From Wikipedia, the free encyclopedia
Jump to navigation Jump to search
IndustryPet food
Foundedc.1860; 162 years ago (1860) in London, England
FounderJames Spratt

Spratt's was the world's first large-scale manufacturer of dog biscuits. Its "Meat Fibrine Dog Cake" was the brainchild of American entrepreneur James Spratt who launched the biscuit in London circa 1860. The company began operations in the United States of America in the 1870s and, after Spratt's death in 1880, the company went public and became known as Spratt's Patent, Limited, and Spratt's Patent (America) Limited. Spratt's pioneered the concept of animal life stages with appropriate foods for each stage.

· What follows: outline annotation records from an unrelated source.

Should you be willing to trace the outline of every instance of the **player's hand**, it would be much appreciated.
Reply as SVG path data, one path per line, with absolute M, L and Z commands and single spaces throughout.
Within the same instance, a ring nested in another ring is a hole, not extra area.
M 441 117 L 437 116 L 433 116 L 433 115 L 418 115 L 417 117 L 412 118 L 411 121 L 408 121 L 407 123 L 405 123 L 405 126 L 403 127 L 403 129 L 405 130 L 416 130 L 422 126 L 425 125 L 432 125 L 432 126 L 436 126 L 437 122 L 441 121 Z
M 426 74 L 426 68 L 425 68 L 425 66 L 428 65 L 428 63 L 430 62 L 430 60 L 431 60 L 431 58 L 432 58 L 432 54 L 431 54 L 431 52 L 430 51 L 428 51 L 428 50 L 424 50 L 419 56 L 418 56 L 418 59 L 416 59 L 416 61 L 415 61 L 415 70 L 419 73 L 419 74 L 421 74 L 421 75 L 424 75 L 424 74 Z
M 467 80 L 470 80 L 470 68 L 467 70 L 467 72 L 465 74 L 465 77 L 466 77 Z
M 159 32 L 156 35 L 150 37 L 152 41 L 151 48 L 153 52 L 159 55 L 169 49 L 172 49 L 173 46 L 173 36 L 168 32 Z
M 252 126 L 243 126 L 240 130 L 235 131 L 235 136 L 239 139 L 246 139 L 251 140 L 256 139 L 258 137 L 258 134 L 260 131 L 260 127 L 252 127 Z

The company successfully promoted their array of products for dogs and other domestic animals through the astute use of snob appeal. The company was the first to erect a billboard in London. Varieties of biscuits included 'Dog Cakes' (meat fibre and fish and meat), puppy biscuits in regular and with cod liver oil, 'Malt-milk' for puppies, 'Weetmeet' (which came in two versions one for large dogs and one for small dogs and puppies), 'Bonio', 'Spix', 'Ovals' in regular and mixed varieties (flavours being yeast & meat, fish, spice & cod liver oil, fibrine, and charcoal), 'Fibo' granulated kibble food, 'Rodnim' hound meal, Alsax, Speedall, as well as a tinned food variety.

British operations[edit]

James Spratt (? - 1880) was an electrician and lightning rod salesman from Cincinnati, Ohio who became the first to manufacture dog biscuits and other products for canines on a worldwide scale circa 1860. The creation of Spratt's brainchild – the "Patented Meat Fibrine Dog Cake" – was inspired after his observation of street dogs devouring ship hardtack on the docks of Liverpool, England.[1][2] His company was established in Holborn, London and his first dog cake, a concoction of blended wheat meals, vegetables, beetroot and meat, was prepared and baked on the premises of Walker, Harrison and Garthwaite, a firm which then claimed to have baked the first dog biscuit. Spratt was not only the first to manufacture pet foods but the first to farm out his production. His "Dog Cakes" were initially sold to English country gentlemen for their sporting dogs.[3]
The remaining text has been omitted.